I understand that as a condition of me driving I need to take a blood breath or urine and that I have the right to refuse FST and PAS (over 21). I just want to prevent a misunderstanding so I don't get in trouble for doing something I didn't do. I got pulled over again this summer, but I showed the cop my letter and he let me go with no furthur questioning. I just want to make sure that either I don't get in trouble for something I didn't do or can avoid being arrested and also I read that a DRE can not examine those with a medical condition. Mine is similar. What I don't want is if I need to take medication and am not impared and take it days later to have them mistake me for being on drugs just cause of my behavior. Theres no case, just looking for more info.
Criminal Defense Attorney
I would carry that letter with you at all times. Hopefully the police, if they stop you, will afford you the courtesy of reading the letter. However you may still get stopped and investigated if the police believe there is probable cause to believe your driving while impaired. Because, in the end, such a determination is essentially subjective, it's very hard to establish a violation. (Each situation is different and must be examined on its facts to determine if the police acted reasonably.)

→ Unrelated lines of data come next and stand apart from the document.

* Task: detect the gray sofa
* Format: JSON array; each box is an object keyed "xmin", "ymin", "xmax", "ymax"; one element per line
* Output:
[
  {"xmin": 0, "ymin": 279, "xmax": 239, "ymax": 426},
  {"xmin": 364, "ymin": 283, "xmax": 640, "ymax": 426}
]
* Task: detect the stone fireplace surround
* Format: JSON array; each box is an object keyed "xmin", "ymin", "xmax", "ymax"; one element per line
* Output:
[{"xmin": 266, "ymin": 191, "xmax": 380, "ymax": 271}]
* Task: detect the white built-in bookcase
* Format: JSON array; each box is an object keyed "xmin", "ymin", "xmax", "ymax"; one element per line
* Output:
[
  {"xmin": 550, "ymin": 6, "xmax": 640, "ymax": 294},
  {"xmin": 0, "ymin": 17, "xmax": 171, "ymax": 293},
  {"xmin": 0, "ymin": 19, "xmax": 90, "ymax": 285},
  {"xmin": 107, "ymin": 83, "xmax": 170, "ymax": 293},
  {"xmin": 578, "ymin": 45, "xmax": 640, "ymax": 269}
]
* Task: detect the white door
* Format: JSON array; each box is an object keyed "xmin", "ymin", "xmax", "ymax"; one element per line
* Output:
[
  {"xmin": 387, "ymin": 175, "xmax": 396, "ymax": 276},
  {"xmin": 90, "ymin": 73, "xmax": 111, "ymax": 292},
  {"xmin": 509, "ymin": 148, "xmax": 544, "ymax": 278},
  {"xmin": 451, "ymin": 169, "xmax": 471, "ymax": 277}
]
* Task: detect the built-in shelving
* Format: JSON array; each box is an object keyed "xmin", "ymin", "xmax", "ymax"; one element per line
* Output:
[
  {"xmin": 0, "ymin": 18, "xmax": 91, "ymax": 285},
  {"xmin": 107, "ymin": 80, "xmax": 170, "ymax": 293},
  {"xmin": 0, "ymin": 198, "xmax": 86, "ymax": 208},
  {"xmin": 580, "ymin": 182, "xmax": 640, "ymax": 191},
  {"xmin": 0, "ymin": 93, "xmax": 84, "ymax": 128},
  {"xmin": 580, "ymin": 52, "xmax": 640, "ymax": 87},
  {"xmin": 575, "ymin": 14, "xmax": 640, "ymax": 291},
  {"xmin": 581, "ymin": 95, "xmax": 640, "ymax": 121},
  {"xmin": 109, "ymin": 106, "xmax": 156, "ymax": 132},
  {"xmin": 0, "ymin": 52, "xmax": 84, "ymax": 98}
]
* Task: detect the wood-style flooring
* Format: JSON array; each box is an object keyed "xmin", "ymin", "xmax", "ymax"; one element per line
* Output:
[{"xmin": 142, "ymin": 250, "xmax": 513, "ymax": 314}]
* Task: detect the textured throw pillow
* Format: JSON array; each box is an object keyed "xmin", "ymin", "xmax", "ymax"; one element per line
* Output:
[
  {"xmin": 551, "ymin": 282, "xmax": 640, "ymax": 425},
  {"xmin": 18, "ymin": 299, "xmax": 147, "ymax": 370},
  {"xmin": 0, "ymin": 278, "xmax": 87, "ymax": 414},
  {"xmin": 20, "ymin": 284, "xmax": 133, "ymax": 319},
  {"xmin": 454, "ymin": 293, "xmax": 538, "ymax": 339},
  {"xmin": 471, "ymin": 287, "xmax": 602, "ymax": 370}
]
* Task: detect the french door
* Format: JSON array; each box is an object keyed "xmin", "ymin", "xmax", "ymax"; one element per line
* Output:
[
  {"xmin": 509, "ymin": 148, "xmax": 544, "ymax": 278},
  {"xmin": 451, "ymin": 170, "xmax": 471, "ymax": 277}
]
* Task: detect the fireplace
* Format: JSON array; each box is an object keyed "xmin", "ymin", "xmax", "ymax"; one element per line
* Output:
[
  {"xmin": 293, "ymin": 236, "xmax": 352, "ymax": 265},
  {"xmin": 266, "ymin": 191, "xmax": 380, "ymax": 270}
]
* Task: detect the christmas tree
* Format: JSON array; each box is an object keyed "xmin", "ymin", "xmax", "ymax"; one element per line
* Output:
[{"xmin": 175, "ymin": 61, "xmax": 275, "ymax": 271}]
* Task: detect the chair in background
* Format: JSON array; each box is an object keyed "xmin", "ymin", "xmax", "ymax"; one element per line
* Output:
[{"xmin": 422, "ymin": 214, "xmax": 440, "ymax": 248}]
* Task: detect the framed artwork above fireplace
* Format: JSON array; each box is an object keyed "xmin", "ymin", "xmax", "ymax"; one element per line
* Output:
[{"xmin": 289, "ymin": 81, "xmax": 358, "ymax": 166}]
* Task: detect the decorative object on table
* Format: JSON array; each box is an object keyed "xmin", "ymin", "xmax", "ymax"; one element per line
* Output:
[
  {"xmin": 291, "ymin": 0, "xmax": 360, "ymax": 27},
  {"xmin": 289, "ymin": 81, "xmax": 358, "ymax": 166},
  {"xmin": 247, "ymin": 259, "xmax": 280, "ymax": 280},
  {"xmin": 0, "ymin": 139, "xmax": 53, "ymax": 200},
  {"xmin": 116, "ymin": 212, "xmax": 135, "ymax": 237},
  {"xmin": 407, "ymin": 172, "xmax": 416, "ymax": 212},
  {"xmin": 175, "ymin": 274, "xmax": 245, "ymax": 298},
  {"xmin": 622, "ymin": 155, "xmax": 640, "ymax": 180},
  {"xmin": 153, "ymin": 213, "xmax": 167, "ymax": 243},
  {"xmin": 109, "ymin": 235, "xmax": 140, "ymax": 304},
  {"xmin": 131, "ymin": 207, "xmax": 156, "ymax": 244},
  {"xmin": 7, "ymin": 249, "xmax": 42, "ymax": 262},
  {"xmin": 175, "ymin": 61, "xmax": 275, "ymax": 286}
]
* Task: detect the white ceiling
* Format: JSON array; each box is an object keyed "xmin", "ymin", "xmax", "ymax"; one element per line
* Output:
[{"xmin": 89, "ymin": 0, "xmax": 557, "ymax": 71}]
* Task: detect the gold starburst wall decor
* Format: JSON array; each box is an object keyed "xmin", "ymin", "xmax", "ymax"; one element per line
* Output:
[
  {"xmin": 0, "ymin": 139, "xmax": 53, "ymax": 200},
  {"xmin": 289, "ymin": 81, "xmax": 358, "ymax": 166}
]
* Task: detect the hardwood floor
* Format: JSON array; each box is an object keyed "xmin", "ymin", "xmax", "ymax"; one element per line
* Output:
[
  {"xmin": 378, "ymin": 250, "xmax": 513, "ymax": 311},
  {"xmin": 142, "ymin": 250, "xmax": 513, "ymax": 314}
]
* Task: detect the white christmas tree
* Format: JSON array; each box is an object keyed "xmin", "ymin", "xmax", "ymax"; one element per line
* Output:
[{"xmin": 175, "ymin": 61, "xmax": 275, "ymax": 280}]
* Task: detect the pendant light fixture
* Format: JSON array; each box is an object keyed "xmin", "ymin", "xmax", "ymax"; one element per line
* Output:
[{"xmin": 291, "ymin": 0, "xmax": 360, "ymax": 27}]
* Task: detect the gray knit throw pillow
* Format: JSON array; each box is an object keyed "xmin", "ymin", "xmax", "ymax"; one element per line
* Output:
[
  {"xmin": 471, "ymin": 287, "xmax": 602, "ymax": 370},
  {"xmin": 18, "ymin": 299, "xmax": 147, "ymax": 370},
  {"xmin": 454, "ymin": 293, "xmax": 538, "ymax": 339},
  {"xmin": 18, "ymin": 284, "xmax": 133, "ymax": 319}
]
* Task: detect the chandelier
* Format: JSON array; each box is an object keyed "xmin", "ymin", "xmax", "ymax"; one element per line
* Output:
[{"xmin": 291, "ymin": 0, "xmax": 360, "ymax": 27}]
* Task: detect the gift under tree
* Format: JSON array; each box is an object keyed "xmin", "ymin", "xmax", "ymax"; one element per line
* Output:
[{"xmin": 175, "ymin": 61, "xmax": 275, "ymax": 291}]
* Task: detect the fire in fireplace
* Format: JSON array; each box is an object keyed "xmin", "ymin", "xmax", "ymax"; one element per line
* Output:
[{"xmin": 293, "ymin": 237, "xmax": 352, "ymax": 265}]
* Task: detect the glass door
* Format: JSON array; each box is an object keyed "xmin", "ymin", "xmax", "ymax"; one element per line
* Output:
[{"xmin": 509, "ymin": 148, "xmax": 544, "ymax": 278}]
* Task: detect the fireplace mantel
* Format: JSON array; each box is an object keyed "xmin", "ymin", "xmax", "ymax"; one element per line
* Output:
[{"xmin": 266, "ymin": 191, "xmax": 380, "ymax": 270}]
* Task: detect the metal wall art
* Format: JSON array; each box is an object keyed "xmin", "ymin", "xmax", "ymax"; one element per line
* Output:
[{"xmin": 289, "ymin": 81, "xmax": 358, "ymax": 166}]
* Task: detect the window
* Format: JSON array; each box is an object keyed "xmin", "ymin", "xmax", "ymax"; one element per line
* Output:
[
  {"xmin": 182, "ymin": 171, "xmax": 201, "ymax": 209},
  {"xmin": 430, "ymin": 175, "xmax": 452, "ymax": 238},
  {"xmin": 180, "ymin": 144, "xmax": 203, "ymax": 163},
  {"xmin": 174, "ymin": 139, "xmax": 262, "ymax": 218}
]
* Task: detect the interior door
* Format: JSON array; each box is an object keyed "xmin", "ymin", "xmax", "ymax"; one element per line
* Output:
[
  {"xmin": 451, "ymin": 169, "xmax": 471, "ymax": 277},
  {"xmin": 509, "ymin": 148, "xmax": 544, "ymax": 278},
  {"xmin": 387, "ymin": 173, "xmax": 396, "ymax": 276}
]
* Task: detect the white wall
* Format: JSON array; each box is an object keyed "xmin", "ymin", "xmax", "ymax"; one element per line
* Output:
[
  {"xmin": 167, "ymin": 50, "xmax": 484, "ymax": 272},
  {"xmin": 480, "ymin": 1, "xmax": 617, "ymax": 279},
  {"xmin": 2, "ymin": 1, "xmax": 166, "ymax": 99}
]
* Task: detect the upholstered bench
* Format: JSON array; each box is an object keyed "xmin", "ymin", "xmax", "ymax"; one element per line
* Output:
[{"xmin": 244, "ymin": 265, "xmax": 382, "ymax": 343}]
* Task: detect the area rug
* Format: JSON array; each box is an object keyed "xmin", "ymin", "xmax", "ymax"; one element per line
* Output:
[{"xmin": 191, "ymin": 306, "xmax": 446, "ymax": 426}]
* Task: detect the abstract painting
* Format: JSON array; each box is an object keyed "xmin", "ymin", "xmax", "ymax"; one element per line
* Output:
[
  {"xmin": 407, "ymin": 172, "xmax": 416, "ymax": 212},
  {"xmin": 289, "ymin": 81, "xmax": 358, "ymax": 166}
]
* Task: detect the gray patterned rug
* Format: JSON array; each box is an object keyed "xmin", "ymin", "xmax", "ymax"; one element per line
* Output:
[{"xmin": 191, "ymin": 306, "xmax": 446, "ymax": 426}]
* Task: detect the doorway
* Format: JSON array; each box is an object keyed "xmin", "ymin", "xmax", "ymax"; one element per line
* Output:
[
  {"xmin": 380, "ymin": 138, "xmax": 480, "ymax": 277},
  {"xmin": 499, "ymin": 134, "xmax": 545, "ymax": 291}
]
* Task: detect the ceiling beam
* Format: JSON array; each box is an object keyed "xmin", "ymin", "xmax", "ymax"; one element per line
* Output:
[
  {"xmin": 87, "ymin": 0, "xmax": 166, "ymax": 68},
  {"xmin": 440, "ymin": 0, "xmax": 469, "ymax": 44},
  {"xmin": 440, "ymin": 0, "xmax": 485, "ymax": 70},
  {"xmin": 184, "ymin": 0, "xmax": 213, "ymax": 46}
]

Let's be clear: no matter what diagnosis and disability you have, you do not have a legal right to drive under the influence of marijuana, medical, religious, prescribed, advised, or otherwise. Thinking that you have acquired that right will get you into a lot of grief and legal jeopardy. There is not one cop out there on the road that can be persuaded that you have that right, and there is no letter you can carry that will be persuasive (or correct) on that point.
You may also be operating under some misconceptions about your rights to refuse a B/A if a cop pulls you over for observed driving impairment, but I will leave that issue to the DUI experts here.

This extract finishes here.